Hi All,
Right now I have a global account which reside in my ISP's server, and I twice a day get all my emails using fetchmail + cron and delivered them to each mailbox using procmail.
Right now I'm using an abundant rules to check agains 'To' and 'Received' header from incoming mails as shown below
==================== :0 * ^To:.+a@domain.com ! a@domain.com
:0 * ^Received:.+a@domain.com ! a@domain.com
:0 * ^To:.+a@domain.com ! a@domain.com
:0 * ^Received:.+a@domain.com ! a@domain.com
. . . . ====================
This rule is very inefficient. As I create new user, I have to add two additional rule entry. Is there any regex alternative to my problem ?
Thanks,
Dino
On Friday 11 May 2007, Linux Geeks wrote:
Hi All,
Right now I have a global account which reside in my ISP's server, and I twice a day get all my emails using fetchmail + cron and delivered them to each mailbox using procmail.
Right now I'm using an abundant rules to check agains 'To' and 'Received' header from incoming mails as shown below
====================
:0
- ^To:.+a@domain.com
! a@domain.com
:0
- ^Received:.+a@domain.com
! a@domain.com
====================
This rule is very inefficient.

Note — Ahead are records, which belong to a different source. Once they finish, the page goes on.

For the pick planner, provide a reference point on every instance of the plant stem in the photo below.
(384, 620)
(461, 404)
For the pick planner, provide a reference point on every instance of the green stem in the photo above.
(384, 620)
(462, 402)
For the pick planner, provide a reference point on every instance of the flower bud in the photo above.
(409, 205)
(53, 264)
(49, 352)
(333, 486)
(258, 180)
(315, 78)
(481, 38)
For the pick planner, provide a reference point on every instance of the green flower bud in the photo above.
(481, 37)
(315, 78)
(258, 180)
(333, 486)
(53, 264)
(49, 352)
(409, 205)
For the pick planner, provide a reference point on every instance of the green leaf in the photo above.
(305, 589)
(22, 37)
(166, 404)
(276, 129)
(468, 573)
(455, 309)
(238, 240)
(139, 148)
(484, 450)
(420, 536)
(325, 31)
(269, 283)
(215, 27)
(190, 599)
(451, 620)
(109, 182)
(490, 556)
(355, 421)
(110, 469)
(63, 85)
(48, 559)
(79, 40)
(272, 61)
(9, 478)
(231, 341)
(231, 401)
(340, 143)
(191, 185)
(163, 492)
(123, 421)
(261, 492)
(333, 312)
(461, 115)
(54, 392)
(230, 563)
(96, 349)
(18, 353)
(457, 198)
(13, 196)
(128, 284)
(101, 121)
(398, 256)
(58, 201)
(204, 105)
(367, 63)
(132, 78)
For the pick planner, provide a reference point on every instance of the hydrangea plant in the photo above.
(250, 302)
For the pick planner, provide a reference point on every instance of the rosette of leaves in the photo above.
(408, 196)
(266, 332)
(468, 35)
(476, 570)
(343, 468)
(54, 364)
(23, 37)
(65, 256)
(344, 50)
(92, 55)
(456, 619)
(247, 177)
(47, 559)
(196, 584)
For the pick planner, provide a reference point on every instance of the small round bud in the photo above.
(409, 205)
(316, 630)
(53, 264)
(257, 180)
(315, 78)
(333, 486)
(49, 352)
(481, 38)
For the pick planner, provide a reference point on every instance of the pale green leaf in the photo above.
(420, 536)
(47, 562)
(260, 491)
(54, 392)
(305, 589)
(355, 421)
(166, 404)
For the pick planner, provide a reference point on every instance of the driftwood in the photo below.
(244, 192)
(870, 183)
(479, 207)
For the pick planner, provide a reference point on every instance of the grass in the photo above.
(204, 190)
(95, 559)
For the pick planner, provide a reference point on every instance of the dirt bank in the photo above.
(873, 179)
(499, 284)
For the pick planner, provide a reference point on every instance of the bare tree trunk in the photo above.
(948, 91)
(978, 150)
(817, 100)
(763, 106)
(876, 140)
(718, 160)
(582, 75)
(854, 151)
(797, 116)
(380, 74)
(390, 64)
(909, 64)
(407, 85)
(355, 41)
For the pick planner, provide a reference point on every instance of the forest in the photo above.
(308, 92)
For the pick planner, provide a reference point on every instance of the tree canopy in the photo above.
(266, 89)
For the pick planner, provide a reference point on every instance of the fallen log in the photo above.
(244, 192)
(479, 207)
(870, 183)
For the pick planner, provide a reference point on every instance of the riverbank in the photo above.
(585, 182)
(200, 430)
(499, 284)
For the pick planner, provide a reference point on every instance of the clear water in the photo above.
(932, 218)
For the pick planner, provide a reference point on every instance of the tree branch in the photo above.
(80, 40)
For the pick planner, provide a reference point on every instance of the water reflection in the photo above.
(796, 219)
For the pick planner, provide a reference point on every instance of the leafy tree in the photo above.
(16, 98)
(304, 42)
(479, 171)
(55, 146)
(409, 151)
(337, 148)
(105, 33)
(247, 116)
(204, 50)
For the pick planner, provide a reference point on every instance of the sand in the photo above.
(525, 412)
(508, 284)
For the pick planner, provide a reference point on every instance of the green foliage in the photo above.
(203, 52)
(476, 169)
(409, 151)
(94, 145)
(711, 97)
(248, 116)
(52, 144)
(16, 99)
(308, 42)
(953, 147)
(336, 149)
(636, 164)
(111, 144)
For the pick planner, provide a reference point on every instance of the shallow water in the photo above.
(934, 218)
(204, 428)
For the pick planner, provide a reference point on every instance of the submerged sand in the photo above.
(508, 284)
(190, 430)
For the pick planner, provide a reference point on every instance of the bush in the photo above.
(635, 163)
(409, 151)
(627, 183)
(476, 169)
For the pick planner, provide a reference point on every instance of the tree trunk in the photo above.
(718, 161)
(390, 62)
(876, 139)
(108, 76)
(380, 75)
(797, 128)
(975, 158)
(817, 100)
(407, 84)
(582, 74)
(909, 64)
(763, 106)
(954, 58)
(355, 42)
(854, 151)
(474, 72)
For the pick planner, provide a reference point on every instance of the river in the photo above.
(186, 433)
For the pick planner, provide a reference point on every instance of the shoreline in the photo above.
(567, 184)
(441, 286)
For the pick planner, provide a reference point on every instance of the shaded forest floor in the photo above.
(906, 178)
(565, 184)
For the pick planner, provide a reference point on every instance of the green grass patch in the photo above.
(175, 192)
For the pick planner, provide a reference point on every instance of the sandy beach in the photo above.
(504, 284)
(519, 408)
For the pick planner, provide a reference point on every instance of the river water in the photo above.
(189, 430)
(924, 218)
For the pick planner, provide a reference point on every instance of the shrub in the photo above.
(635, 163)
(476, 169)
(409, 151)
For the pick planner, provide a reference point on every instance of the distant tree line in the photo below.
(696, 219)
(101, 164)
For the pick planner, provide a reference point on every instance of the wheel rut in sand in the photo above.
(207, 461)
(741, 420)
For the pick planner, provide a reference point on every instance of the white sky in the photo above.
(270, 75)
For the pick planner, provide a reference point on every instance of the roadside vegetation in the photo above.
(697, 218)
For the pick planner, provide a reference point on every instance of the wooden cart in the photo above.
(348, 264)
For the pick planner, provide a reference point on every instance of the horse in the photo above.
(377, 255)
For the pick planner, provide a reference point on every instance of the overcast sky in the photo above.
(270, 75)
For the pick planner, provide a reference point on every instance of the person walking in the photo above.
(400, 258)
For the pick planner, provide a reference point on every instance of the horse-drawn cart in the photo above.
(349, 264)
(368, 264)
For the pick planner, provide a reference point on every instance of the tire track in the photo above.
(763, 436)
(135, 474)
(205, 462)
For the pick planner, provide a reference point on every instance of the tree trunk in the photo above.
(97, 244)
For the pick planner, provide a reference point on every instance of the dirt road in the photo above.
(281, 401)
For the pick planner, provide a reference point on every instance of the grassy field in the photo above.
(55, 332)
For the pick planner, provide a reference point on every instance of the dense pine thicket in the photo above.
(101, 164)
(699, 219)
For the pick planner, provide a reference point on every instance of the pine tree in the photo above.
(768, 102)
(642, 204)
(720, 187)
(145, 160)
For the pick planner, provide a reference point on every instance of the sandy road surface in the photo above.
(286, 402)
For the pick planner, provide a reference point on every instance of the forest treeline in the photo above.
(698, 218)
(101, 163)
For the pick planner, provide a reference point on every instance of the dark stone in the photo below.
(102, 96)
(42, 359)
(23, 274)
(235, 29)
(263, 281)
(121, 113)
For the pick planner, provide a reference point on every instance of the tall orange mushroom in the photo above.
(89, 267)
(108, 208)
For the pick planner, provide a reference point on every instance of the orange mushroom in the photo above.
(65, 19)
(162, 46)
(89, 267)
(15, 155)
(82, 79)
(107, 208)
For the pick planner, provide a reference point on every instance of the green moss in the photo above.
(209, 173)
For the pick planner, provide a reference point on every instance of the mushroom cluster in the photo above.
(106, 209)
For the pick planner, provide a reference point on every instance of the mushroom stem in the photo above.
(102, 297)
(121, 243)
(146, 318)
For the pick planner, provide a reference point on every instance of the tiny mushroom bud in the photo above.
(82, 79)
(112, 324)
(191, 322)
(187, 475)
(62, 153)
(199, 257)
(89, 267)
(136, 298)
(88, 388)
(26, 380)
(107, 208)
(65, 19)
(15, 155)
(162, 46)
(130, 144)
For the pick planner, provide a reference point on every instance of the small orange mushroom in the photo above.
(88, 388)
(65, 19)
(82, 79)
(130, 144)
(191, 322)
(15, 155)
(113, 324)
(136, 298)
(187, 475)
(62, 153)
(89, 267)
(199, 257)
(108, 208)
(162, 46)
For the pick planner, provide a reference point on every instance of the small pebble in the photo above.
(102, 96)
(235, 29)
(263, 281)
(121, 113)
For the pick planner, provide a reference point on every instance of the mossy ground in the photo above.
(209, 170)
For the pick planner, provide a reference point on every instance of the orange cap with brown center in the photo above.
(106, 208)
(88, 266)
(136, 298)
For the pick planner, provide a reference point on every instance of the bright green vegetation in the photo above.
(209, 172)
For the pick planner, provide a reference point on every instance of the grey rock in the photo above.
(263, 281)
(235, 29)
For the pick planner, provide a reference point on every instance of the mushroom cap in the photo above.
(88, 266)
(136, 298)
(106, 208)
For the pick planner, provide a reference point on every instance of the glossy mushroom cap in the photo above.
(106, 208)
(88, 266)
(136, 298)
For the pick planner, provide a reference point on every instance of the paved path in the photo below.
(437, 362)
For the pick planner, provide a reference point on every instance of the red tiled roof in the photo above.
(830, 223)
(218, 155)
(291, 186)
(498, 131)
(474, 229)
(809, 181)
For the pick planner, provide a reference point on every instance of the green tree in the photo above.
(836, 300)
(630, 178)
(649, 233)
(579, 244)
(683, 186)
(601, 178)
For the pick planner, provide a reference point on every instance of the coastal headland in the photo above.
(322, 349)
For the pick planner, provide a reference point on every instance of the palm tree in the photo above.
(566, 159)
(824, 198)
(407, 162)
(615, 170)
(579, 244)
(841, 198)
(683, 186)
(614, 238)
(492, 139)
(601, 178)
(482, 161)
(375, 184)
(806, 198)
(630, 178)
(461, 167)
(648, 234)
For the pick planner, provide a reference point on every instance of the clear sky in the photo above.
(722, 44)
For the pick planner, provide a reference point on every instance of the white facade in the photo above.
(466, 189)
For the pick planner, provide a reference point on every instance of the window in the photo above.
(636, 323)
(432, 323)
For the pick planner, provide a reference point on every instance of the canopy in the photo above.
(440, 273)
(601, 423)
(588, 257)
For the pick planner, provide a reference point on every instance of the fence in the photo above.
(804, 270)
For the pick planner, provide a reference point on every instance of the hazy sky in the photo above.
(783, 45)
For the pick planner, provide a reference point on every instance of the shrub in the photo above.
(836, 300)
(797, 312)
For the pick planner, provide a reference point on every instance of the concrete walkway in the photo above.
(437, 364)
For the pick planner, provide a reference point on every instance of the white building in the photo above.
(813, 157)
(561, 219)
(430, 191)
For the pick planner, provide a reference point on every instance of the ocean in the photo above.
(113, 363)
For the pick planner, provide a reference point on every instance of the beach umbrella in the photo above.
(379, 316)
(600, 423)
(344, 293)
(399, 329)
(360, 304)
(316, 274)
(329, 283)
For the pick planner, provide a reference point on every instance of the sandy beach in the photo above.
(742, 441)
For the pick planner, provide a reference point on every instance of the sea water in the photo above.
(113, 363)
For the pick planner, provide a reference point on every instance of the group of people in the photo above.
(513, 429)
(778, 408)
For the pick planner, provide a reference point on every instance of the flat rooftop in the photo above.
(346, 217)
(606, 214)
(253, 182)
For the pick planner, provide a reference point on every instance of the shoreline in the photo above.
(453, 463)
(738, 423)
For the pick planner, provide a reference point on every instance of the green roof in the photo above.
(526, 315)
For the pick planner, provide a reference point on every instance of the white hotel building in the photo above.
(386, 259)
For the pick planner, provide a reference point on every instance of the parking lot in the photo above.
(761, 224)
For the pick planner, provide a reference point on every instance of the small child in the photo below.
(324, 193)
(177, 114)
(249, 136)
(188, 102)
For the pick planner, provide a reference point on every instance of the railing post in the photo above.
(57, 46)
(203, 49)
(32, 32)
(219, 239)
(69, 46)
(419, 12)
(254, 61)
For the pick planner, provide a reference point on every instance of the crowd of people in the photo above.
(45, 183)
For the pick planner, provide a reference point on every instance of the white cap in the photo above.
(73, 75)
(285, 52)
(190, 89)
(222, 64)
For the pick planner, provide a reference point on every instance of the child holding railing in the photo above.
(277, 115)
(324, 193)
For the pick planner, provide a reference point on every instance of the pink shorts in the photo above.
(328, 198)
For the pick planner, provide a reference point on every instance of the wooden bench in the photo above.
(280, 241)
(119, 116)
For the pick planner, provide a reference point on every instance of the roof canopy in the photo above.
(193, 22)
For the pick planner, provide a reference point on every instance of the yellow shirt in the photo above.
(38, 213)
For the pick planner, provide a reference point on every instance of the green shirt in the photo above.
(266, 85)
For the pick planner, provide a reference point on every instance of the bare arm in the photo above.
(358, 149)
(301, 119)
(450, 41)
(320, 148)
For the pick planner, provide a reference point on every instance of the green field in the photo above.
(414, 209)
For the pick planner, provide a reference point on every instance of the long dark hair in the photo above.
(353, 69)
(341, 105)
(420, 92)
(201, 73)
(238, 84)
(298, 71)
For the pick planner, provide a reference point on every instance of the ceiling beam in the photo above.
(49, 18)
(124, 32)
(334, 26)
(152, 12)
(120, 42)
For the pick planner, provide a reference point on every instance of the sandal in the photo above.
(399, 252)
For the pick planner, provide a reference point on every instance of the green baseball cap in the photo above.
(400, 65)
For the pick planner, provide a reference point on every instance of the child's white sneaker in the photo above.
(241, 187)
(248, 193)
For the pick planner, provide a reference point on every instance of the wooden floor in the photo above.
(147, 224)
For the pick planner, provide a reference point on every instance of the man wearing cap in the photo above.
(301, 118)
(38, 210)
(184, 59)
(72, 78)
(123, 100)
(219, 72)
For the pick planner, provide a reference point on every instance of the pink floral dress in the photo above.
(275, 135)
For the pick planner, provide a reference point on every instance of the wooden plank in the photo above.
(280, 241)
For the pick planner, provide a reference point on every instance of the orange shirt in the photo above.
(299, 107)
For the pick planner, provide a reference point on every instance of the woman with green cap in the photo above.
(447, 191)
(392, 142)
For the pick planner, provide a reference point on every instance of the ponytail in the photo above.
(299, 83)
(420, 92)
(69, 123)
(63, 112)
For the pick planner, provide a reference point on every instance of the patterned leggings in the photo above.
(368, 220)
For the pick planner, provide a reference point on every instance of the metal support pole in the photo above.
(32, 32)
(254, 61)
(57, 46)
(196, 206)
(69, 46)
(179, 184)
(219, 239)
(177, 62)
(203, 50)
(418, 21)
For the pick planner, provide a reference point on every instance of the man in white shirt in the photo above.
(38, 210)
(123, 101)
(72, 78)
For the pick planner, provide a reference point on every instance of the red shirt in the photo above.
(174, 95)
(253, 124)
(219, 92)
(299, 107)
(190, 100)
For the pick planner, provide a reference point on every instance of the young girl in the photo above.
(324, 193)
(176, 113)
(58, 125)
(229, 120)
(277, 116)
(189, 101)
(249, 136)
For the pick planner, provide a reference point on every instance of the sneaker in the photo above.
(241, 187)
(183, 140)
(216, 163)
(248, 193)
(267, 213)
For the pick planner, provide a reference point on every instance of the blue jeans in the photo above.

As I create new user, I have to add two additional rule entry. Is there any regex alternative to my problem ?
Try
:0 * (^To|^Received):.+a@domain.com ! a@domain.com
Anne
On Friday 11 May 2007, Anne Wilson wrote:
On Friday 11 May 2007, Linux Geeks wrote:
Hi All,
Right now I have a global account which reside in my ISP's server, and I twice a day get all my emails using fetchmail + cron and delivered them to each mailbox using procmail.
Right now I'm using an abundant rules to check agains 'To' and 'Received' header from incoming mails as shown below
====================
:0
- ^To:.+a@domain.com
! a@domain.com
:0
- ^Received:.+a@domain.com
! a@domain.com
====================
This rule is very inefficient. As I create new user, I have to add two additional rule entry. Is there any regex alternative to my problem ?
Try
:0
- (^To|^Received):.+a@domain.com
! a@domain.com
This may be a mixture of methods, so may not work. I use structures like
${MAILDIR}.INBOX.Design/
in the destination line.
Anne
On 5/11/07, Anne Wilson cannewilson@googlemail.com wrote:
Try
:0
- (^To|^Received):.+a@domain.com
! a@domain.com
Anne
Hi Anne,
Thanks... it's working :)
I try to simplify & generalize the rule again using...
============================ :0 * (^To|^Received):.+/.+@domain.com ! $MATCH ============================
and it got send also, but when I check my mail queue... it also send to another domain's emails that enlisted also in "To", like user1@domain2.com, user2@domain3.com. Since I only want it to send to user@domain.com it is failing. What's wrong with the MATCH variable & it's rule ?
On Friday 11 May 2007, Linux Geeks wrote:
On 5/11/07, Anne Wilson cannewilson@googlemail.com wrote:
Try
:0
- (^To|^Received):.+a@domain.com
! a@domain.com
Anne
Hi Anne,
Thanks... it's working :)
I try to simplify & generalize the rule again using...
============================
:0
- (^To|^Received):.+/.+@domain.com
! $MATCH
and it got send also, but when I check my mail queue... it also send to another domain's emails that enlisted also in "To", like user1@domain2.com, user2@domain3.com. Since I only want it to send to user@domain.com it is failing. What's wrong with the MATCH variable & it's rule ?
Would you be prepared to send me the recipe, unchanged, off-list. Maybe if I could look at the whole I'd be able to spot the problem.